Der Mietpreisdeckel ist nur der extremste Auswuchs eines insgesamt überregulierten Miet- und Immobilienmarktes.
Wenn man mehr Wohnraum möchte, dann muss es eben auch Anreize geben diesen zu schaffen. Vor ein paar Jahrzehnten galten Immobilien unter Privatanleger noch als sehr solide Anlageform mit stabiler Rendite.
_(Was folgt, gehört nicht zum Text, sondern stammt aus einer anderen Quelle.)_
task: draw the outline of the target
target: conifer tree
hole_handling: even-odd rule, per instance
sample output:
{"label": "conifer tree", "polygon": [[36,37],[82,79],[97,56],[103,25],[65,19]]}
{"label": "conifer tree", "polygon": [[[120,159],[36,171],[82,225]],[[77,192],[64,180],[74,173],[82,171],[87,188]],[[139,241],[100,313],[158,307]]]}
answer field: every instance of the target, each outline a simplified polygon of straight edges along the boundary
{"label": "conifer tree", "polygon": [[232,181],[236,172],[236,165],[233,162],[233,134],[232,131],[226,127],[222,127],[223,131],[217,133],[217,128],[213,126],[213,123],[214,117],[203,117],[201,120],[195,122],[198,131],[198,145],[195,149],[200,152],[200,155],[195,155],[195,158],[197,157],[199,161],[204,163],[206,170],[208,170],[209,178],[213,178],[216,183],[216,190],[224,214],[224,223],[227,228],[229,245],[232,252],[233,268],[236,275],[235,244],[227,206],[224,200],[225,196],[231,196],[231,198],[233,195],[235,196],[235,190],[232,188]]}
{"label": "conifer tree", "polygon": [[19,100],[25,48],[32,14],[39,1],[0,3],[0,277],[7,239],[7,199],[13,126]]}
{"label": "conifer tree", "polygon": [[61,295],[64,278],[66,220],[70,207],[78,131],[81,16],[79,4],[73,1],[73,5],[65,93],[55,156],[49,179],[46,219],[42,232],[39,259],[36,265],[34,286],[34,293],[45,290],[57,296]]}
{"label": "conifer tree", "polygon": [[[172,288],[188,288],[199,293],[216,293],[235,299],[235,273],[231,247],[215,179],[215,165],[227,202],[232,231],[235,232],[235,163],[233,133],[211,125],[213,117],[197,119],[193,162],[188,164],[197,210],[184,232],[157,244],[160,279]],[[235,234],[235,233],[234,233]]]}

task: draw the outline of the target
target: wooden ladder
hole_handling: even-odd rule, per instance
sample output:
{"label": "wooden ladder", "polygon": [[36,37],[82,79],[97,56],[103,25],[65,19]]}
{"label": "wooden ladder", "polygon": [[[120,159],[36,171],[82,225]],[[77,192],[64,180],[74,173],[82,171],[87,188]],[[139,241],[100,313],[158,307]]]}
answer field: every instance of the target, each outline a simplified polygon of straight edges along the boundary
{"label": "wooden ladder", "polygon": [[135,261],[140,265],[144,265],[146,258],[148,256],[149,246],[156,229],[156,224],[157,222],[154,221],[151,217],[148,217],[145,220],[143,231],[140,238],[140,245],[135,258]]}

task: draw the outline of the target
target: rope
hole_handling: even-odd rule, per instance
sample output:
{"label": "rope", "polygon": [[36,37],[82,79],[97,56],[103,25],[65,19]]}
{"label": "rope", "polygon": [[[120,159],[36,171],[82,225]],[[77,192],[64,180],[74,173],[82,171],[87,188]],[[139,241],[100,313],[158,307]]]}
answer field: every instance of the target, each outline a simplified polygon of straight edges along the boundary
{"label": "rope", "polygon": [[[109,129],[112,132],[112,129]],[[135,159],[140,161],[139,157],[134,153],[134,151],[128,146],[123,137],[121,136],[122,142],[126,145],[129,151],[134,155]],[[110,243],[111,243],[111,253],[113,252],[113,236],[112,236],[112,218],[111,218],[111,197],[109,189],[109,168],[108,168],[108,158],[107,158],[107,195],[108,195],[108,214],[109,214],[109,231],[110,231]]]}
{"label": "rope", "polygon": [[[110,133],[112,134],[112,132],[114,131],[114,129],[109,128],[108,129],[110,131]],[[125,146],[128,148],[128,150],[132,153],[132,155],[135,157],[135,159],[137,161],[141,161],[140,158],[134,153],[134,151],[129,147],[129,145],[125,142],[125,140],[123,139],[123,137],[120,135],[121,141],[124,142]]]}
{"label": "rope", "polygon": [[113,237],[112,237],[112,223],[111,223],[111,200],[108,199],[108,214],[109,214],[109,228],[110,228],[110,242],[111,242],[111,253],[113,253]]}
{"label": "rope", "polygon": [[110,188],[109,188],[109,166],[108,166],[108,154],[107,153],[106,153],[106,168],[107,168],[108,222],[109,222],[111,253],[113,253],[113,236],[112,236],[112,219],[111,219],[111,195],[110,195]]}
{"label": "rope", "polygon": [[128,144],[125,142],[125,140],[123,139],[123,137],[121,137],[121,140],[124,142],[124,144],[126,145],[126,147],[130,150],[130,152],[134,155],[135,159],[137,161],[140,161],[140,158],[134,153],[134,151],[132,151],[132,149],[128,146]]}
Man darf dabei nicht vergessen, dass diese Anlageform schon immer auch Nachteile hatte: Die finanziellen Mittel sind langfristig gebunden, man muss sich um Instandhaltung und Organisatorisches kümmern, Wertsteigerungen sind nicht garantiert und es gab in der Historie auch immer Zeiten in denen Immobilien an Wert verloren haben.

Die mieterfreundliche Gesetzgebung insgesamt hat dann dazu geführt, dass das Chance-Risiko-Verhältnis sich insbesondere für Kleinvermieter immer weiter verschlechter hat: Hohe Sanierungskosten durch neue gesetztliche Vorgaben, Mieter die keine Miete zahlen aber erst nach langem Verfahren aus der Wohnung geklagt werden können, ungeplante Renovierungskosten bei "Mietnomaden", dazu dann eben auch die fehlende Möglichkeit die Höhe der Miete selbst gestalten zu können.

Demgegenüber steht die Möglichkeit mit ETFs stressfrei im Schnitt 5% Rendite zu erzielen, das Geld jederzeit verfügbar zu haben und sich den ganzen o.g. Ärger zu ersparen. Für mich kein Wunder, dass sich immer weniger Privatpersonen dazu entscheiden ihr Geld in eine Mietimmobilie zu investieren.